Why does United block certain rows when I go to select my seats?

TPG READER KATHY

When looking at a seat map to select your seats, it can often be hard to tell the difference between seats that are blocked (i.e. you can’t select them) and seats that have already been reserved by someone else. Still, there are several different reasons an airline might block seats, so let’s take a look at a few of the more common ones.

While showing off a first class boarding pass is sure to make your friends jealous, flashing a picture of you in Seat 1A on a 15-hour flight may be even better. However, this isn’t always possible, as a number of airlines have been known to reserve Seat 1A in first class for elite members of their respective loyalty programs. A good example of this would be Japan Airlines, which blocks the window seats 1A and 1K on its 777-300ERs until the day of departure. If you can’t select them, don’t worry; seats 2A and 2K will give you just as good of a flight experience.

Thankfully Korean Air was willing to let me select seat 1A in the nose of its 747-8.

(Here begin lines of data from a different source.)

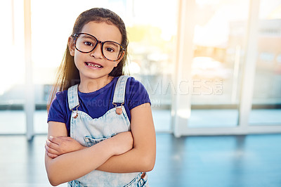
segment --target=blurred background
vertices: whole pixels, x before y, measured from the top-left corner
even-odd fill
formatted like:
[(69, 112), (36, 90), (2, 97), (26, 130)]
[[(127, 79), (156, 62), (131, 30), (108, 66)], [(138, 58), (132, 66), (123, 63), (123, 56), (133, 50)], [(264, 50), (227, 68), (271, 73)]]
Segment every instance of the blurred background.
[(46, 103), (67, 38), (76, 18), (93, 7), (124, 20), (127, 70), (150, 94), (158, 134), (281, 133), (280, 0), (0, 4), (2, 136), (46, 134)]

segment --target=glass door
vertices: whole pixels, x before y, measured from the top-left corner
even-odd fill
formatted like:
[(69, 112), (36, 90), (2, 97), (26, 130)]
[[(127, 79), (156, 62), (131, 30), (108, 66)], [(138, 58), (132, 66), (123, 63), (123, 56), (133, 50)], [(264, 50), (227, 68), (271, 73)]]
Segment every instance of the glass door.
[(280, 10), (280, 1), (261, 0), (251, 126), (281, 125)]
[(248, 1), (196, 1), (190, 128), (238, 124), (248, 10)]

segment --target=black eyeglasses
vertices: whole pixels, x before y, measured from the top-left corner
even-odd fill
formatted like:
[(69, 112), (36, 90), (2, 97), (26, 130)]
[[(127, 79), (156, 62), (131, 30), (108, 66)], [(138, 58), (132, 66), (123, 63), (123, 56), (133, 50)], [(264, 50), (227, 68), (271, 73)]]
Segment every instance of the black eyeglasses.
[(113, 41), (98, 41), (94, 36), (86, 33), (73, 34), (75, 49), (81, 53), (93, 51), (98, 43), (101, 44), (101, 51), (104, 58), (110, 61), (117, 61), (122, 57), (122, 52), (126, 49), (117, 42)]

Outside of seats in row 1 that sound prestigious (even if they’re identical to the seats in row 2 behind them), airlines might also reserve specially configured seats. Qatar’s Qsuite business class has absolutely set the gold standard for the industry, with incredibly well-designed suites with closing doors. If you’re traveling in a group, you can even convert the center four seats into a quad layout and talk or work with your group. TPG got to try this out firsthand when he flew back from South Africa with his parents and TPG Reviews Editor Nick Ellis. While you can select some seats in the Qsuite cabin online, Qatar will only let you select a middle pair or quad if you’re traveling with someone else. This means you’ll have to call in to make the selection, but don’t be dissuaded if you see all the middle seats “blocked” on ExpertFlyer.

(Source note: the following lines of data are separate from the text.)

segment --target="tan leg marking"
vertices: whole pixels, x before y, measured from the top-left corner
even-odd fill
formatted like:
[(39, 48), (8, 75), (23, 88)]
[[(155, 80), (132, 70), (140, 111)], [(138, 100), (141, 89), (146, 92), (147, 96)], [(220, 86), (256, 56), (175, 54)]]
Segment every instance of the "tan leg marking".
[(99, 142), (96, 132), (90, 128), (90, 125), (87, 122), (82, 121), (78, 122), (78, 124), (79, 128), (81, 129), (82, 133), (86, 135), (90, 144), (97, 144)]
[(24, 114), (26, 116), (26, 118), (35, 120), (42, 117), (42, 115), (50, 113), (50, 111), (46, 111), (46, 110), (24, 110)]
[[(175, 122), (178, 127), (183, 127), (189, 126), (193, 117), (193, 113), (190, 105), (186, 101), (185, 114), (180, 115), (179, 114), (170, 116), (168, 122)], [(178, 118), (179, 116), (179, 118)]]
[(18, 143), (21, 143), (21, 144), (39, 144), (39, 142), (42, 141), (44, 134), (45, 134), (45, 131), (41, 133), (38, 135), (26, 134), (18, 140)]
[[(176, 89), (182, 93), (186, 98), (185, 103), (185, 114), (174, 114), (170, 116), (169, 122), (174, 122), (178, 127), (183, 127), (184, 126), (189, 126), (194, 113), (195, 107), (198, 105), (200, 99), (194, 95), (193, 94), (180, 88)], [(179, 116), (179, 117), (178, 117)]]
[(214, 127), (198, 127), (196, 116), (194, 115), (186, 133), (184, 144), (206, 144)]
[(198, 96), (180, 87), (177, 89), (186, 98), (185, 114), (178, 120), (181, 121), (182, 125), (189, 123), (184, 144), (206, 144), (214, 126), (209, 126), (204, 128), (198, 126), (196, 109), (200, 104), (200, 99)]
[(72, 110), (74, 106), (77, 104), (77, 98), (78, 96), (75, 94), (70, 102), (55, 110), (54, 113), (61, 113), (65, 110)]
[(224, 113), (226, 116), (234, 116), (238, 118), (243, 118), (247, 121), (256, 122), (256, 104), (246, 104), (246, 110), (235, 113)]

Another reason you might see seats blocked off is that the airline needs them for a very important purpose — including rest spaces for pilots or other crew members. Larger jets like the 777, 747 and A380 have dedicated crew rest spaces tucked away in areas you’d likely never notice, but on medium-sized planes like the 757 and 767, airlines will often block off certain seats for crew rest during long-haul flights.

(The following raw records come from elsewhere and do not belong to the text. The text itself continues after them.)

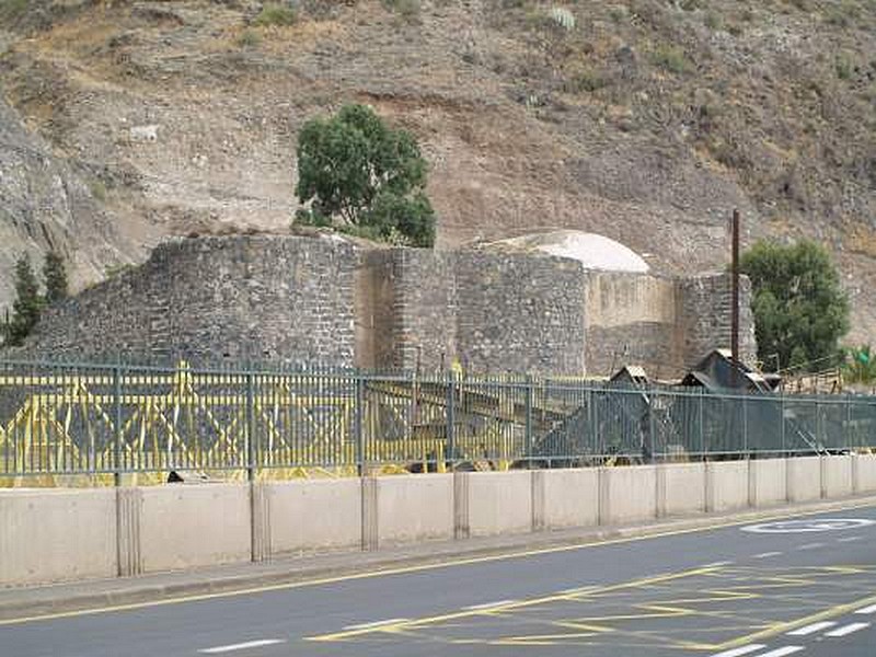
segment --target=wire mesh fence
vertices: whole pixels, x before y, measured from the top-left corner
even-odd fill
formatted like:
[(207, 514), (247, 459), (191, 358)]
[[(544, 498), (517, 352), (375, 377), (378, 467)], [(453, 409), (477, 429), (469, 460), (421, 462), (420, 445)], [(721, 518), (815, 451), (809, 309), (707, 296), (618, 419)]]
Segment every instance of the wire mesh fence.
[(564, 466), (874, 442), (874, 396), (0, 360), (0, 477)]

Finally, once the departure time of a flight approaches, most airlines will turn the seat assignment process over to the gate agent(s) in charge of the flight. You should be able to select seats during the online check-in process, but once you’re within an hour or two of your flight, you may need to visit the gate if you’re wanting to switch seats. This “gate control” allows agents to more easily accommodate confirmed passengers without a seat assignment, and it also enables them to clear standby passengers. However, if you ask nicely during a lull in the agent’s pre-flight procedures, you may be able to score a better seat.

Bottom Line

There are a bunch of different reasons airlines might block seats, but in most cases you can simply pick the next available row and it won’t matter all that much. If you truly have your eyes set on seat 1A, you can try calling the airline directly or checking in for your flight exactly 24 hours in advance when the hold might expire. If you’re flying Qatar Qsuites with a friend (or three), make sure to call in and reserve your double bed or Quad office in the sky.

And when all else fails, check-in with the gate agent an hour or so before your flight. You never know when a polite request might improve your ride.